Kosher food is growing at twice the rate of non-Kosher food, but the Jewish population isn’t even coming close to that kind of growth. What gives?
Sue Fishkoff, in her latest book, Kosher Nation: Why More and More of America’s Food Answers to a Higher Authority, takes fifteen riveting chapters explaining just that. From who keeps kosher and why, to who certifies food and the politics encircling the agencies, to Jewish delis to and kosher wine, to the events in Postville, Iowa, and the new Jewish food movement. And each chapter is filled with interviews, history, and heavy doses of reality where necessary (have you ever slaughtered your own chicken?).
My personal favorite chapter was “Kosher Law and Its Discontents.” As a Reform Jew who basically keeps kosher by eating a vegetarian diet, I’m fascinated (and troubled) by the way “kosher” is defined, how the target keeps moving, and how certifying agencies (and their adherents) keep upping the ante on what qualifies as kosher.

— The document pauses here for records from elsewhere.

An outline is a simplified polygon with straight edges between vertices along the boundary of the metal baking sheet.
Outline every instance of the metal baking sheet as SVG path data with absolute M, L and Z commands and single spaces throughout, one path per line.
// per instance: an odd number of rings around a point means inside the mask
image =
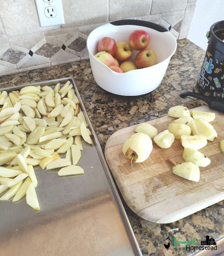
M 78 165 L 82 175 L 59 177 L 58 170 L 35 168 L 40 207 L 24 198 L 0 202 L 0 255 L 33 256 L 141 255 L 99 142 L 74 80 L 70 77 L 3 88 L 8 92 L 28 85 L 74 86 L 94 143 L 82 141 Z

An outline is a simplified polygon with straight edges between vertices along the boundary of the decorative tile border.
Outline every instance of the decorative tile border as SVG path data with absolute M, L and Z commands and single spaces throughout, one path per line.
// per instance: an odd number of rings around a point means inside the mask
M 170 30 L 176 39 L 185 38 L 197 0 L 180 0 L 182 2 L 179 6 L 183 10 L 156 13 L 165 0 L 154 0 L 146 15 L 128 18 L 159 24 Z M 0 35 L 0 76 L 88 58 L 88 36 L 96 28 L 112 21 L 71 28 L 61 26 L 58 29 L 8 38 Z

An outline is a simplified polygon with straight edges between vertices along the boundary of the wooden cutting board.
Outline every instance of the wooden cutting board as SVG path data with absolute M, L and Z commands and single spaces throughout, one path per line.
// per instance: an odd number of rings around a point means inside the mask
M 160 148 L 153 142 L 148 159 L 130 165 L 122 148 L 135 133 L 136 125 L 115 132 L 108 140 L 105 157 L 120 191 L 128 206 L 142 218 L 158 223 L 173 222 L 224 199 L 224 153 L 220 148 L 224 139 L 224 114 L 207 106 L 195 109 L 216 112 L 212 124 L 218 137 L 199 151 L 209 157 L 211 164 L 200 167 L 200 180 L 190 181 L 173 174 L 172 167 L 184 162 L 184 148 L 175 140 L 169 148 Z M 167 129 L 176 118 L 165 116 L 146 122 L 158 130 Z

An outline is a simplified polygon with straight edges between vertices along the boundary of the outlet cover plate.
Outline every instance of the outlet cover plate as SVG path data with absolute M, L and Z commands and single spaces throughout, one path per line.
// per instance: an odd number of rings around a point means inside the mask
M 64 24 L 62 0 L 35 0 L 35 2 L 41 27 Z M 56 10 L 56 14 L 54 16 L 53 14 L 53 17 L 48 18 L 45 12 L 47 12 L 48 8 L 52 11 L 51 8 L 53 8 L 53 10 Z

Three hundred years ago, most families were lucky if they had more than one pot to cook in; they certainly didn’t have two to four or more sets of dishes and cooking implements – and no one would have told them they weren’t keeping kosher. Fishkoff writes, “The increasing variety of products being brought under kosher supervision is part of what David Kraemer calls the humratization (application of stricter and stricter interpretation of Jewish law) of the industry. If the kosher laws as developed by the early rabbis were intended to separate Jews from non-Jews, Kraemer says the increasing strictness of kashrut standards today work to separate Jews from other Jews, based on their level of observance.” When there are so few of us, how can we possibly create these kinds of rifts between members of our own tribe? These are the kinds of informed, passionate discussions the book invites.
No matter where you fall on the observance spectrum, and no matter how involved you are with the food you eat, there is undoubtedly something contained within the pages that will engage and inform your conversations, from nuggets of cocktail hour trivia (did you know Jewish women rioted in the streets of New York City, Chicago, and Pittsburgh in 1902, 1916, and 1917 because of price-fixing of kosher meat?) to issues demanding real dialogue and debate (why aren’t Conservative or Reform rabbis accepted as shochtim?)
Fishkoff’s writing is compelling, well-researched, and balanced. Best of all, it reads like fiction, only all the stories are true and affect our lives whether we like it or not. College students should pray that this is assigned reading. But it isn’t just for academia – if you keep (or are considering keeping) kosher, are Jewish, or simply shop at a grocery store, this should be on your list next to milk, bread, and eggs.
Hi Sara, really good review. Will recommend the book to our friends.